Bioelectrochemical Society


At the heart of photosynthesis lie pigment-proteins called reaction centers, which capture solar energy to generate separated charges with nearly 100% efficiency. These charges, specifically high-energy electrons, go on to power an array of biochemical electron transfer pathways that sustain not just the life of the organism, but most of rest of life on Earth. Harnessing these pathways for biotechnological applications is feasible through the ‘rewiring’ of the inherent photosynthetic electron transfer chain1, by integrating photosynthetic materials with conductive electrodes to create ‘biohybrids’. These photoelectrodes can be used to create biophotovoltaics for electricity generation2, biosensors for herbicide detection3, and biosynthesis cells that synthesize value added chemicals.

Biological materials starting with whole photosynthetic cells4 down to isolated reaction centers are currently being explored and engineered for biohybrid function. Highlights include the capacity to incorporate extracellular wiring agents into cyanobacteria for direct electron transfer2, and extracting electrons directly from RCs within living organisms using mediated electron transfer5. The structure holding the photosynthetic material is the electrode, whose elemental composition, architecture, optical properties and surface chemistry can be tuned to optimize loading and electrochemical communication1. Perhaps the most challenging aspect of any biohybrid is the interface between the biological and electrode material, which is where most electron transfer loss processes are incurred. Careful selection of the mediator’s midpoint potential, quenching and toxicity6, are just a few of the numerous choices that are paramount in efficient rewiring of the photosynthetic ETC.
For a closer look, numerous resources are available. The following book chapter provides an excellent introduction for newcomers to the field, and a recent and comprehensive review from Lawrence et al.1 illustrates the many ways the natural photosynthetic ETC can be ‘re-wired’. Reviews detailing progress in of biohybrids based on isolated Photosystem I7, isolated Photosystem II and bacterial whole cells can also be found below:

  1. Lawrence, J. M.; Egan, R. M.; Hoefer, T.; Scarampi, A.; Shang, L.; Howe, C. J.; Zhang, J. Z. "Rewiring Photosynthetic Electron Transport Chains for Solar Energy Conversion." Nat.

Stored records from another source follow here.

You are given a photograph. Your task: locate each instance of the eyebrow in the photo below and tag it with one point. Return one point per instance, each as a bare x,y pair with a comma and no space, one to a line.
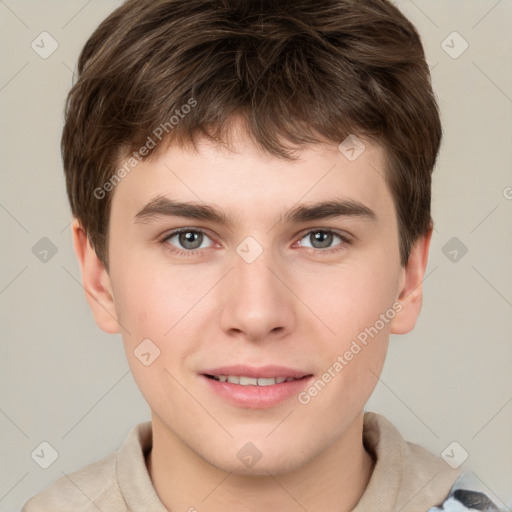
166,207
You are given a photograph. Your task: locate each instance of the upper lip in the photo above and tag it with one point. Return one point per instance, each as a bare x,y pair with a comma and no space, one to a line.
268,372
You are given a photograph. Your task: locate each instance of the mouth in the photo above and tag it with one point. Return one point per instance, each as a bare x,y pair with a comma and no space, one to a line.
243,380
256,388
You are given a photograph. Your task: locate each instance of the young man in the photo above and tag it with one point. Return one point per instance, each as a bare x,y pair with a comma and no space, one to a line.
250,182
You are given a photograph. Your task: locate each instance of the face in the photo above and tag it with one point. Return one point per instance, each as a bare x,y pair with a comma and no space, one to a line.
216,310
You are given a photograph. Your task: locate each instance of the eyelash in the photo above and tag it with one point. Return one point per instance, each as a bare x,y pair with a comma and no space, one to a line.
194,252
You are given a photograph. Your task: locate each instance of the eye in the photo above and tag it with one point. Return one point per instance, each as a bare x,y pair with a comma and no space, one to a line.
187,239
323,239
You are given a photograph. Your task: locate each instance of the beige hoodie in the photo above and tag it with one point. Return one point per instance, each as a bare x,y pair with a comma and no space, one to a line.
406,477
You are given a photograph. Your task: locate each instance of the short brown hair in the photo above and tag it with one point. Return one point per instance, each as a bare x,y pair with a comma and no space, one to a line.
296,72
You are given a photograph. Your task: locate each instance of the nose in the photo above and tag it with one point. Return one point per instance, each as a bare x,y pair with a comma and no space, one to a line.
257,301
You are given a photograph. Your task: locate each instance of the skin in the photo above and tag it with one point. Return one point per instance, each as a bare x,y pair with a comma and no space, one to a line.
295,306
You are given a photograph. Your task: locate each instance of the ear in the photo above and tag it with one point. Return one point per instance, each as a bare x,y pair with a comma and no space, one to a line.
95,280
411,290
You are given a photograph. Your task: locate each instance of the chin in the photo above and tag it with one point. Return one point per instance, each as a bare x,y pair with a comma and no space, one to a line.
250,461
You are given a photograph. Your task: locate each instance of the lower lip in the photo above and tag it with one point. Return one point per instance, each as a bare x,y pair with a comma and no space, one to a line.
257,397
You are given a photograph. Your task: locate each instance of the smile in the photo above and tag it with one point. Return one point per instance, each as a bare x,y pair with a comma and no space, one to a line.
251,381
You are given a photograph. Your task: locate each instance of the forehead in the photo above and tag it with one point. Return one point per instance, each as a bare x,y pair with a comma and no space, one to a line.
242,181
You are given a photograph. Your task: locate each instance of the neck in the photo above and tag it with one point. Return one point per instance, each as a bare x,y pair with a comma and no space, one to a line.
185,481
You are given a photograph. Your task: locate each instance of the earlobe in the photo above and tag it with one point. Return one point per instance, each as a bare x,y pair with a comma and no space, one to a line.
411,291
95,280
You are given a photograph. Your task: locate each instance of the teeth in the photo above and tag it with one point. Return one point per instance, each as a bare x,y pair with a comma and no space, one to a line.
248,381
252,381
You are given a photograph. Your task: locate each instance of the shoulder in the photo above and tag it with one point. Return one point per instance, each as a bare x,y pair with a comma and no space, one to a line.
86,490
465,500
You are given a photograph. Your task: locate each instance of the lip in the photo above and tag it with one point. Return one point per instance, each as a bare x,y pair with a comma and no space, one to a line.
257,397
269,372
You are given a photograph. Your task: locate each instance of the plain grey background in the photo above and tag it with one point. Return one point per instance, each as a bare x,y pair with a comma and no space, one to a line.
65,382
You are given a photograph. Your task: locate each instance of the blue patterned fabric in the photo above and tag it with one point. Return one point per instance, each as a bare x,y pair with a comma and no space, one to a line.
462,500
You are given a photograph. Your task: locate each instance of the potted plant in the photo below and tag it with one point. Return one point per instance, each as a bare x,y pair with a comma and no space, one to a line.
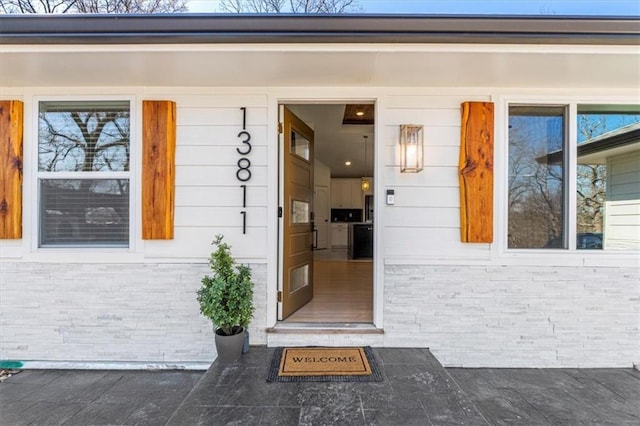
226,298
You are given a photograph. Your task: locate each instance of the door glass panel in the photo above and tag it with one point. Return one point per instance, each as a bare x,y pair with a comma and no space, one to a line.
299,145
299,278
299,212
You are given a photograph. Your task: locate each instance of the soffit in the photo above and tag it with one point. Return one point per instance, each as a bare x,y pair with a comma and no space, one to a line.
320,65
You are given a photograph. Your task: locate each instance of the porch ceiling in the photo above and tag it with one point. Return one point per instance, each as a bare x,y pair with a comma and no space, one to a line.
426,65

Rev. Bioeng. 2023, 1–19.
  2. Reggente, M.; Schurgers, N.; Mouhib, M.; Politi, S.; Antonucci, A.; Boghossian, A. A. "Living Photovoltaics Based on Recombinant Expression of MtrA Decaheme in Photosynthetic Bacteria." bioRxiv March 1, 2023, p 2023.02.28.530417.
  3. Modak, N.; Friebe, V. M. "Amperometric Biosensors: Harnessing Photosynthetic Reaction Centers for Herbicide Detection." Curr. Opin. Electrochem. 2023, 101414.
  4. Torquato, L. D. D. M.; Grattieri, M. "Photobioelectrochemistry of Intact Photosynthetic Bacteria: Advances and Future Outlook." Curr. Opin. Electrochem. 2022, 34, 101018.
  5. Baikie, T. K.; Wey, L. T.; Lawrence, J. M.; Medipally, H.; Reisner, E.; Nowaczyk, M. M.; Friend, R. H.; Howe, C. J.; Schnedermann, C.; Rao, A.; Zhang, J. Z. "Photosynthesis Re-Wired on the Pico-Second Timescale." Nature 2023, 615 (7954), 836–840.
  6. Sayegh, A.; Perego, L. A.; Arderiu Romero, M.; Escudero, L.; Delacotte, J.; Guille-Collignon, M.; Grimaud, L.; Bailleul, B.; Lemaître, F. "Finding Adapted Quinones for Harvesting Electrons from Photosynthetic Algae Suspensions." ChemElectroChem 2021, 8 (15), 2968–2978.
  7. Teodor, A. H.; Bruce, B. D. "Putting Photosystem I to Work: Truly Green Energy." Trends Biotechnol. 2020, 38 (12), 1329–1342.